Confidence Dips as Inflation Weighs on Consumers’ Minds

grocery prices

Inflation is top of mind for consumers, and is contributing to a muted outlook of where things stand — and where we are headed.

The Conference Board said in a Tuesday (Aug. 29) press release that its Consumer Confidence Index reading for August came in at 106.1, down from 114 in July. The consensus estimate had been for 116.

The survey also found that individuals’ view of current conditions fell to 144.8 from 153.

Muted Future Expectations

Perhaps among the more notable stats here: The index for future expectations was at 80.2, down from 88 in July.
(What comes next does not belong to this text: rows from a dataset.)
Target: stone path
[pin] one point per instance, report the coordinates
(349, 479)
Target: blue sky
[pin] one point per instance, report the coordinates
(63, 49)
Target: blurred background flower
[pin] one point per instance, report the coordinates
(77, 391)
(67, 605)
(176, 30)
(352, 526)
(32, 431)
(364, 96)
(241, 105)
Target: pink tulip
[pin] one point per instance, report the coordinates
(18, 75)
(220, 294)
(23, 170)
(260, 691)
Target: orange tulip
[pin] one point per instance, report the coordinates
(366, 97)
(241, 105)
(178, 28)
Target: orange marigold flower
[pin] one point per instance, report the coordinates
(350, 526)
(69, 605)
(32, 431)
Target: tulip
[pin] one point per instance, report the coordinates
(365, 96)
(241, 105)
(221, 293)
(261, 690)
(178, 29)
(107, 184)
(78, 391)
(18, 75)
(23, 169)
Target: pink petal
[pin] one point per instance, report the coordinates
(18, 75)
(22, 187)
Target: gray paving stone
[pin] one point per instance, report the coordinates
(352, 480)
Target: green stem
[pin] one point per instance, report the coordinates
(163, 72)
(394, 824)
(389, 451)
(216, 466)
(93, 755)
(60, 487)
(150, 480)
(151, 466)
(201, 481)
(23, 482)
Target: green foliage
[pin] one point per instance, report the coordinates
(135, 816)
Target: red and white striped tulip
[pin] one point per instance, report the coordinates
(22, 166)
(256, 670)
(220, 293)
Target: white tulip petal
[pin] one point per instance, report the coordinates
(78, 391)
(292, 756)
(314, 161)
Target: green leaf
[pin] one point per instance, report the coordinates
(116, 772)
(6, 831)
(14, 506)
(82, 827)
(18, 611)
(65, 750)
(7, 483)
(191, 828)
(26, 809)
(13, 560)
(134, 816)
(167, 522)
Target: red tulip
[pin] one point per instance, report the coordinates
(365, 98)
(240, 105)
The Conference Board has stated that readings below 80 for future expectations tend to signal a recession in the subsequent year.

“Write-in responses showed that consumers were once again preoccupied with rising prices in general, and for groceries and gasoline in particular,” Dana Peterson, chief economist at The Conference Board, said in the press release.

The Board estimated that “the pullback in consumer confidence was evident across all age groups — and most notable among consumers with household incomes of $100,000 or more, as well as those earning less than $50,000.”

Consumers’ short-term income prospects worsened in August, too: 16.5% of consumers expect their incomes to increase, down from 17.8% in July. And another 12.4% expect their incomes will decrease, up from 9.9%.

The less than sanguine outlook, and dampened expectations about income, may spell some pressure headed into the holiday shopping season, and worries about how to grapple with credit card debt.

Already Stretched

The consumer-focused report comes against a backdrop where, as research by PYMNTS and Elan has shown, high-income consumers — those earning more than $100,000 annually — were  shown to have the highest increase in credit card reliance, at 34.2%.

Overall, 33% of credit card holders across all demographic categories increased the share of their expenses paid with credit cards in the past six months, while only 15% reduced it. Younger consumers were more inclined to shift a larger portion of their expenses to credit cards, with 43% of Generation Z and millennial consumers, as well as 46% of bridge millennials, doing so.

The data show that the highest and lowest-earning brackets are the ones that revolve their credit card debt most significantly — and thus they have less dry powder to spend. As seen in the accompanying chart, the impact of rising prices is decidedly negative. Our estimates show that 55% of consumers with bank-issued credit cards always, or usually, pay their card balances in full each month, while 45% — approximately 89 million consumers — carry revolving balances.

The logic follows that if consumers are at least somewhat hamstrung by their monthly obligations to meet their credit card debt payment – a recurring binary choice, where one pays it, and has less discretionary income, or doesn’t pay it, and suffers an adverse credit event — and are less optimistic about income to offset that obligation … well, spending will be curtailed as a result.